Revisiting Realistic Test-Time Training: Sequential Inference and Adaptation by Anchored Clustering Regularized Self-Training

Deploying models on target domain data subject to distribution shift requires adaptation. Test-time training (TTT) emerges as a solution to this adaptation under a realistic scenario where access to full source domain data is not available, and instant inference on the target domain is required. Despite many efforts into TTT, there is a confusion over the experimental settings, thus leading to unfair comparisons. In this work, we first revisit TTT assumptions and categorize TTT protocols by two key factors. Among the multiple protocols, we adopt a realistic sequential test-time training (sTTT) protocol, under which we develop a test-time anchored clustering (TTAC) approach to enable stronger test-time feature learning. TTAC discovers clusters in both source and target domains and matches the target clusters to the source ones to improve adaptation. When source domain information is strictly absent (i.e. source-free) we further develop an efficient method to infer source domain distributions for anchored clustering. Finally, self-training~(ST) has demonstrated great success in learning from unlabeled data and we empirically figure out that applying ST alone to TTT is prone to confirmation bias. Therefore, a more effective TTT approach is introduced by regularizing self-training with anchored clustering, and the improved model is referred to as TTAC++. We demonstrate that, under all TTT protocols, TTAC++ consistently outperforms the state-of-the-art methods on five TTT datasets, including corrupted target domain, selected hard samples, synthetic-to-real adaptation and adversarially attacked target domain. We hope this work will provide a fair benchmarking of TTT methods, and future research should be compared within respective protocols.

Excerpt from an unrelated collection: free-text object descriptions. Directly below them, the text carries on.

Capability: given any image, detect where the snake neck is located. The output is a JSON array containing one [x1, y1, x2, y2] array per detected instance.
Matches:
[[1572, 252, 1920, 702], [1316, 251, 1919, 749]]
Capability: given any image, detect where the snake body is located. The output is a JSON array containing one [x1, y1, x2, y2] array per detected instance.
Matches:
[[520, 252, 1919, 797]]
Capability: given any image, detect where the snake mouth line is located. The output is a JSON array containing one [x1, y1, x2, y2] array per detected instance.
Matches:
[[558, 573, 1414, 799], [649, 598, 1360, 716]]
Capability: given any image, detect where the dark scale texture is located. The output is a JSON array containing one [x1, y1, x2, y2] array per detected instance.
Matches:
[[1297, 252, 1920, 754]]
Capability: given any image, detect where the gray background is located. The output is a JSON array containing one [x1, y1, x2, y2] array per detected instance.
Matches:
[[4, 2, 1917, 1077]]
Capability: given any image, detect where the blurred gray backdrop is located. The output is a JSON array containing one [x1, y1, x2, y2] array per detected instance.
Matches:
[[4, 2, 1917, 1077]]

翻译：将模型部署在面临分布偏移的目标域数据上需要自适应能力。测试时训练（TTT）作为一种解决方案，适用于无法获取完整源域数据且需对目标域进行即时推理的现实场景。尽管已有大量关于TTT的研究，但在实验设置上仍存在混淆，导致不公平比较。本文首先重新审视TTT的假设条件，并基于两个关键因素对TTT协议进行分类。在多种协议中，我们采用一种现实的序贯测试时训练（sTTT）协议，并在此基础上提出测试时锚定聚类（TTAC）方法，以增强测试时的特征学习能力。TTAC在源域和目标域中同时发现聚类结构，并通过将目标聚类与源聚类进行匹配来改善自适应效果。当源域信息完全不可用时（即无源场景），我们进一步开发了一种高效方法以推断源域分布用于锚定聚类。最后，自训练（ST）在从无标签数据中学习方面已展现出显著成功，但我们通过实证发现，将ST单独应用于TTT容易产生确认偏差。因此，我们引入一种更有效的TTT方法——通过锚定聚类正则化自训练，改进后的模型称为TTAC++。我们证明，在所有TTT协议下，TTAC++在五个TTT数据集（包括受损目标域、精选困难样本、合成到真实的自适应以及遭受对抗攻击的目标域）上均持续优于现有最优方法。希望本工作能为TTT方法提供公平的基准测试，且未来研究应在各自协议框架内进行比较。